Alcuni costumi dei precolombiani apparivano così lontani dalla mentalità europea
che solo una fortissima volontà di studiare e la disponibilità a comprenderne i motivi
profondi avrebbe potuto collocarli nel loro giusto contesto. Uno di essi era la nudità, ma
quelli che segnarono la vera rottura tra conquistatori e conquistati furono i sacrifici umani e
il cannibalismo. Si trattava senza dubbio di atti orrendi che gli Spagnoli avrebbero avuto
dovere di far cessare. Avrebbero dovuto capire, però, che tali atti non erano dettati dalla
crudeltà e dal vizio, ma avevano la radici profonde nella religione e nei culti che
rappresentavano il collante che teneva insieme l'intera società.

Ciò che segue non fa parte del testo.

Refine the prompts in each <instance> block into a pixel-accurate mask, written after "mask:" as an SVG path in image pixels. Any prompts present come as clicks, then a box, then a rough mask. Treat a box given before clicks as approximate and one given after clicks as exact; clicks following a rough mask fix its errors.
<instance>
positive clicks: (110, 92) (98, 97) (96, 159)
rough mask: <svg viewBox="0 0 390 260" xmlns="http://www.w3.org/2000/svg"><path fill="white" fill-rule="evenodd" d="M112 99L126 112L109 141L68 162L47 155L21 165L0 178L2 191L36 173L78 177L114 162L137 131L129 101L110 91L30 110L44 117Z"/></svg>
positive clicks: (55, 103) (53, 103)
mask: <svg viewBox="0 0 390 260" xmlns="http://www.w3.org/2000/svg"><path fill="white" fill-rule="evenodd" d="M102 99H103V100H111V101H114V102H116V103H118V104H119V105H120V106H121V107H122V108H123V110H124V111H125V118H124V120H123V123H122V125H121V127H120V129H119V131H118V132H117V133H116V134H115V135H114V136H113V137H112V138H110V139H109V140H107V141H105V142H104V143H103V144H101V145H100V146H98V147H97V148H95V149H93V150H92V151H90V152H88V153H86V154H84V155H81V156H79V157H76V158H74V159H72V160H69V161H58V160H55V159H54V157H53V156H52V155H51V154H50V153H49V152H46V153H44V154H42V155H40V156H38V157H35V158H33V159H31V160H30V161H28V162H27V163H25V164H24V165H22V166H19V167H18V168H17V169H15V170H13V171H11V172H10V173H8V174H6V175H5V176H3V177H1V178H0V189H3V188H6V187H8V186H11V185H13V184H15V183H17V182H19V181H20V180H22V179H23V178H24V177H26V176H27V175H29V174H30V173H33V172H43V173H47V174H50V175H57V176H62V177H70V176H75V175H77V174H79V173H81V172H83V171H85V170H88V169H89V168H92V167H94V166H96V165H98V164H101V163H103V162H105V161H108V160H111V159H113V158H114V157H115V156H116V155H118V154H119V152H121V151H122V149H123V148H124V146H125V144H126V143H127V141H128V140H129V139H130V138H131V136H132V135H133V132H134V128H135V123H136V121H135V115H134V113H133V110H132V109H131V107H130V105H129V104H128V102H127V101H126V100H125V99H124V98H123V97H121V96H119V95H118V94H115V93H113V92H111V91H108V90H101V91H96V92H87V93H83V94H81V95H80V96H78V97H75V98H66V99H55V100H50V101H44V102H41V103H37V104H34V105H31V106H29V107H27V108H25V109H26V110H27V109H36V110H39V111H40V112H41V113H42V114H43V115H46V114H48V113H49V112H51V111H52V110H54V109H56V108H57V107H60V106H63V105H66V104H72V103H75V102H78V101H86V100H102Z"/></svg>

Forse anche per lo shock subito da Cortés, l’intera visione india del sacro apparve
agli Spagnoli come il frutto di una religione satanica. Il dio azteco Quetzalcoatl, per
esempio, era raffigurato con un serpente che, per i cattolici, era uno dei travestimenti
preferiti del demonio; i sacerdoti bevevano misture o aspiravano fumi, atti che in Europa
erano imputati alle streghe; ogni comunità aveva il suo sciamano che sosteneva di parlare
con gli spiriti dei morti e di viaggiare senza che il suo corpo dovesse spostarsi e ciò apparve
frutto di un patto col diavolo. Di fronte a queste usanze, un sacerdote cattolico sostenne
addirittura che con la venuta di Cristo, Satana, costretto dal trionfo del cristianesimo ad
abbandonare l'Europa, si fosse rifugiato in America. Questo atteggiamento spiega anche il
perché di tante conversioni forzate: l’urgenza di espellere il demonio con il battesimo dal
corpo degli individui per il terrore di essere catturati, non ammetteva lunghe e pazienti
opere di convincimento.
Quei Bianchi, venuti a turbare società dotate di proprie regole e di un proprio
equilibrio, insomma, non fecero l'esercizio del comprendere, ma quello del giudicare e
conclusero che non era peccato torturare e uccidere perché nel Nuovo Mondo non
avevano trovato esseri umani ma creature animalesche, incarnazione del demonio.